増毛の話題です。といっても頭の毛のこと(ぞうもう)ではなく、「ましけ」駅のことです。もっとも、この駅の入場券はよく売れた時代もあったそうで、それは頭を気にする小父様方が買い求めたようです。無人駅ですが、今も管理駅である留萌駅や、増毛駅周辺の店売店で買えるそうです。

この増毛駅は、留萌本線の行き止まりの終着駅です。改正鉄道敷設法では、さらに石狩湾沿いに伸びて札幌までレールを敷く計画だったそうですが、人家も稀でヒグマの数の方が多そうな地域で、いつしか人の口にも上らなくなりました。

Photo 増毛駅が無人駅になったのはJR化後の90年代ですが、私が訪れた70年代にはまだ貨物列車もやってきていましたし、準急や急行列車もあり、多くの駅員が常駐していました。そのJR北海道は、留萌から増毛までの区間を廃止するそうで、当期運休が懸念される12月初旬にはレールがなくなります。

この駅を有名にしたのは高倉健さんです。映画「駅  STATION」(1981年)の舞台になったのは、まさにこの増毛駅でした。
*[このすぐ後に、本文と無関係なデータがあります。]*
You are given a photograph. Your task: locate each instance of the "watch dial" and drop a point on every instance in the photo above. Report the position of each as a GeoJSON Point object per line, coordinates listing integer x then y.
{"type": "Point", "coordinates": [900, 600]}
駅前の風待食堂で働いていた「すず子」が烏丸せつ子さんで、居酒屋「桐子」のママ・桐子が倍賞千恵子さんでした。

そんな駅もなくなってしまいます。何しろ廃止される区間は、100円稼ぐのに4500円かかるという超赤字路線。JR北海道の中でもワーストワンなのだそうです。それでなくても札幌近郊線以外は赤字に悩むJR北海道は、以前から廃止したくてたまりませんでした。

この3月のダイヤ改正では、北海道新幹線の開業というニュースで盛り上がりましたが、その裏では多くのローカル列車や閑散駅が廃止されました。そして、特急列車さえ削減の方向が示されているのです。一企業の力ではどうにもならない、確かに理はその通りです。

しかし鉄道利用者は、その多くが交通弱者です。小中学生や高校生、そして今や田舎では多数を占めるようになった高齢者たちです。しかもこれからどんどん高齢者の数は増え、車に乗りたくても乗れない方も増加していくでしょう。

バスはありますし、すでに列車の本数よりも多く走っています。街の中心部を走り、停留所の数も多いと中央の政治家や役人は言います。しかしこれとて、赤字状態であることには変わりなく、やがて本数削減から廃止に向かう可能性があります。

地方創生を叫ぶ大臣がいます。大臣の地元も同じような過疎化、限界集落化が進んでいます。地方をもっと活性化する、予算をたくさんつけると言っています。しかし実態は、また鉄路がなくなり、より過疎化に拍車がかかるのでしょう。

地方や末端の声はだんだん届かなくなる、それが現実の姿ですね。